Value has outperformed growth for the first nine months of the year, but the picture has been complicated because there have been multiple style rotations along the way. Dividing stocks into value, GARP (growth at a reasonable price), and hyper-growth baskets clarifies the pictures enormously because it shows that value and GARP have actually tracked each other with the exception of diverging performance in late April, while hyper-growth stocks have been all over the place.
“After the significant rotation out of growth and into value that occurred in March and April, growth is now back in vogue,” write Credit Suisse analysts David Rones and Greg Williamson in a September report. “Much of the weakness in growth names was attributed to ‘hyper’ growth stocks with the highest growth expectations.
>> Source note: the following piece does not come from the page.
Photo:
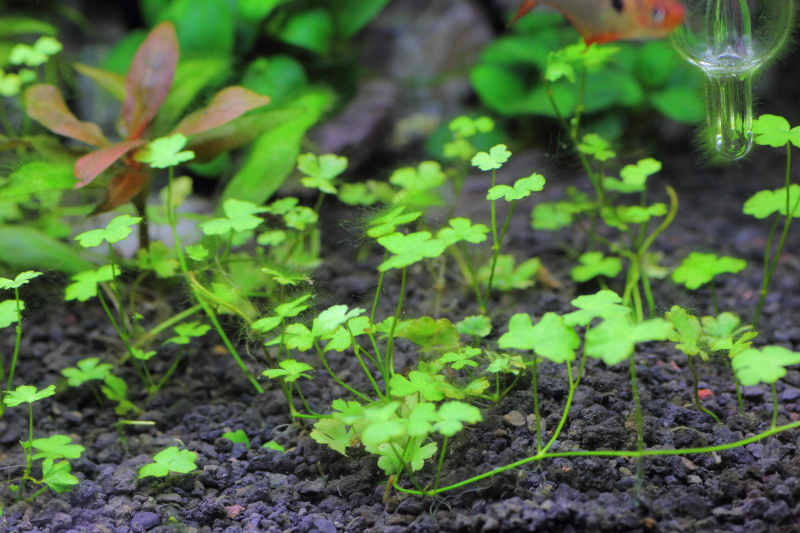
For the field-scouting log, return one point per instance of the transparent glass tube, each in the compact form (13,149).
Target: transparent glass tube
(730,113)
These same names have led the comeback in growth stocks since the beginning of May.”
Relative implied discount rates favors large US growth stocks and Japanese value
Rones and Williamson argue that US large cap growth stocks are starting to look more attractive than value because the difference in implied discount rates is at the lowest point since 2010 and wouldn’t have to drop much lower to hit a 20-year low. Small cap US stocks are another story, with growth and value trading in their typical historical range.
Implied discount rates also signal that growth stocks may be a better deal in Europe and Asia ex-Japan, where the difference is at the low end of the historical range, though nowhere near as extreme as in US large caps.
Rones and Williamson argue that Japanese value stocks are cheap relative to growth right now, with difference in implied discount rates breaking out of the historical range, and EM value stocks are attractive as well.
Huge swings in hyper-growth prices demonstrates why value investors avoid them
Without focusing too much on value’s outperformance so far this year, the huge swings in hyper-growth stock valuations is both what you would expect and a good argument for avoiding them in the first place. When a stock’s valuation is based almost entirely on future hopes, it’s easy for the news cycle to knock prices up and down even when fundamentals haven’t much changed. If you don’t believe that market timing is a dependable investment strategy, the hyper-growth roller coaster doesn’t look very appealing.